21 Toen strekte Mozes zijn hand uit over de zee en de Here deed de zee de gehele nacht door een sterke oostenwind wegvloeien, maakte haar droog, en de wateren werden gespleten.
22 Zo gingen de Israëlieten in het midden der zee op het droge; terwijl rechts en links de wateren voor hen waren als een muur.
23 En de Egyptenaren vervolgden hen en kwamen achter hen aan – alle paarden van Farao, zijn wagens en zijn ruiters – midden in de zee.
24 Toen dan, in de morgenwake, schouwde de Here in vuurkolom en wolk naar het leger der Egyptenaren en bracht het leger der Egyptenaren in verwarring.

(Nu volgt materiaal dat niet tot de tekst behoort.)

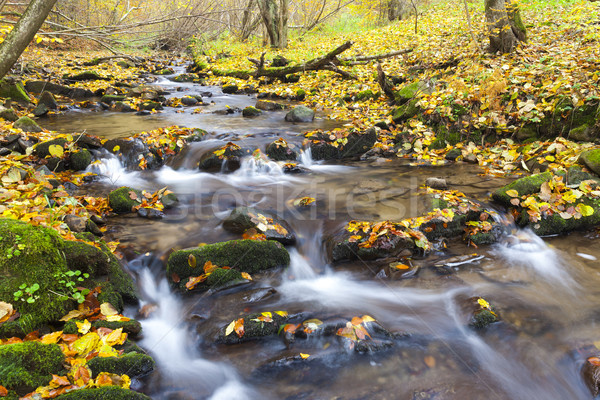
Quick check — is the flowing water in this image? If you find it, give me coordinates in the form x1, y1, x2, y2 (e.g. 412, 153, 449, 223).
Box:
38, 67, 600, 399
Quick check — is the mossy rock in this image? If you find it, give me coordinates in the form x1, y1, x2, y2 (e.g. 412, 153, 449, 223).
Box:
167, 240, 290, 288
100, 94, 127, 104
222, 85, 239, 94
63, 71, 107, 82
55, 386, 151, 400
63, 318, 142, 338
0, 79, 31, 103
0, 342, 65, 396
242, 106, 262, 118
69, 149, 92, 171
87, 353, 155, 378
392, 99, 420, 124
265, 138, 298, 161
0, 218, 74, 336
216, 312, 288, 344
108, 186, 142, 214
579, 149, 600, 175
13, 117, 42, 133
492, 172, 552, 206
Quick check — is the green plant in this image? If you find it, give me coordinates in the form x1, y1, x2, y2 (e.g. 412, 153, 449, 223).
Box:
52, 270, 90, 304
13, 283, 40, 304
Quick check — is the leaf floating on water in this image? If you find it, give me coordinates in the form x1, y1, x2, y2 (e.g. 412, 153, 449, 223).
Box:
48, 144, 65, 158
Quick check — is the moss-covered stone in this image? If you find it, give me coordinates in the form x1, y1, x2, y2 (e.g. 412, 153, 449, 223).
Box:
492, 172, 552, 206
579, 149, 600, 175
265, 138, 298, 161
167, 240, 290, 288
108, 186, 142, 213
0, 218, 74, 336
100, 94, 127, 104
222, 85, 239, 94
216, 312, 288, 344
63, 71, 106, 82
13, 116, 42, 133
56, 386, 151, 400
242, 106, 262, 118
69, 149, 92, 171
88, 353, 154, 378
0, 79, 31, 103
0, 342, 65, 396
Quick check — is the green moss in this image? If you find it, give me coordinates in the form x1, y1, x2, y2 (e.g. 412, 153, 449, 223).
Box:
108, 186, 142, 213
69, 149, 92, 171
88, 353, 154, 378
470, 310, 498, 329
167, 240, 290, 285
242, 106, 262, 118
392, 99, 420, 123
0, 342, 65, 395
0, 218, 73, 332
56, 386, 150, 400
13, 116, 42, 133
0, 79, 31, 103
492, 172, 552, 206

25 Hij deed de wielen van hun wagens wegglijden en met moeite voortrijden, zodat de Egyptenaren zeiden: Laten wij vluchten voor de Israëlieten, want de Here strijdt voor hen tegen Egypte.
26 Toen zeide de Here tot Mozes: Strek uw hand uit over de zee, opdat de wateren terugvloeien over de Egyptenaren, over hun wagens en ruiters.
27 En Mozes strekte zijn hand uit over de zee en tegen het aanbreken van de morgen vloeide de zee terug in haar bedding, terwijl de Egyptenaren haar tegemoet vluchtten; zo dreef de Here de Egyptenaren midden in de zee.